Figure 2. AMSR-E Image from http://www.iup.uni-bremen.de:8084/amsr/amsre.html.

Figure 3. Time history of 2009 sea ice extent.
http://nsidc.org/arcticseaicenews/

Figure 4. Sea level pressure analysis for July 2009.
http://www.cdc.noaa.gov/cgi-bin/data/composites/comp.pl

A report from Perovich contrasts the July melt results from two ice mass balance buoys located in the Southern Beaufort Sea and north of Greenland. Through July, the Beaufort buoy had much more surface melt (0.55 m vs. 0.05 m) and bottom melt (0.28 m vs. 0.04 m) than the North Pole buoy. This pattern underscores the difficulty in melting back large stretches of ice at very high latitudes due to the low sun elevation angles, with much less solar heating of ice and surface waters. Looking ahead, surface melt usually begins to wane by mid-August. At the North Pole buoy, large ice concentrations and modest upper ocean heat content indicate that modest additional bottom melting is likely.
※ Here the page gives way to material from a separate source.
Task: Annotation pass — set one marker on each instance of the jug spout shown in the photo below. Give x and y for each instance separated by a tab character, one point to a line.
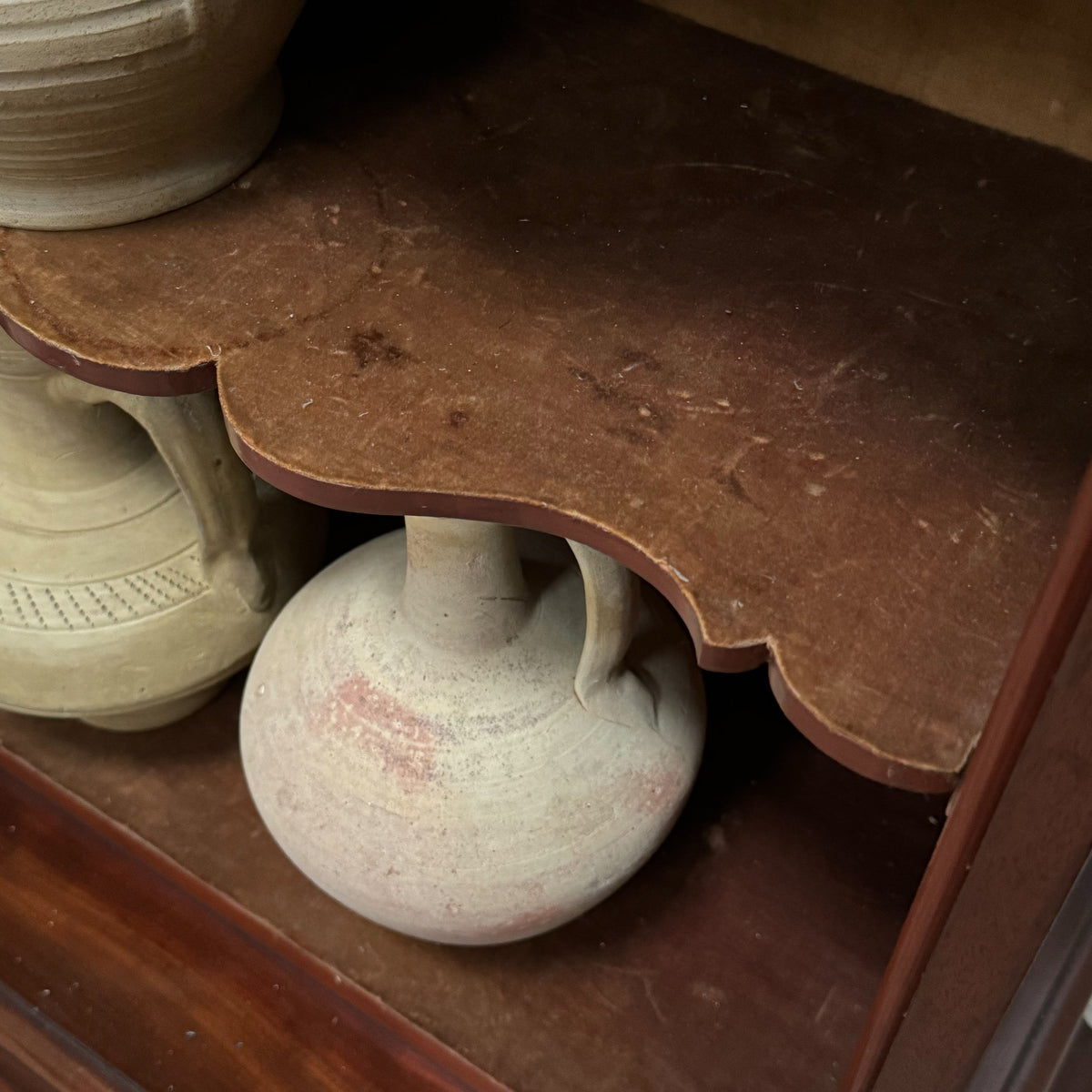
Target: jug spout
464	585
In contrast, lower ice concentration, significant upper ocean temperature elevation, and a position near the ice edge raised the possibility of significant additional bottom melting at the Beaufort site.

The 8-14 day 500 mb geopotential height and anomaly forecast, valid for 17-21 August (Figure 5), shows a shift from the June-July Dipole pattern to a positive Arctic Oscillation pattern, with low geopotential heights over the central Arctic Basin, bringing to an end the southerly wind flow over the Pacific side of the Arctic Basin. There has been extensive sea ice loss in the marginal seas of the Arctic Ocean. This loss is a recurring feature of the last few years and is seen in the buoy measurements from the Beaufort Sea, supporting the premise that it will be difficult to return to 1990 conditions. The decreases in the NSDIC sea ice timeseries and the presence of the Dipole pattern in June and July, but not much melt activity in the central part of the Arctic Basin, supports a persistence projection from 2008 for September 2009, as represented by the Sea Ice Outlook participants.

Figure 5. 8-14 day forecast of 500 mb geopotential heights valid 13-19 August 2009.
http://www.cpc.ncep.noaa.gov/products/predictions/610day/500mb.php

Key Statements from Individual Outlooks

(Name; Estimate in million square kilometers; Method)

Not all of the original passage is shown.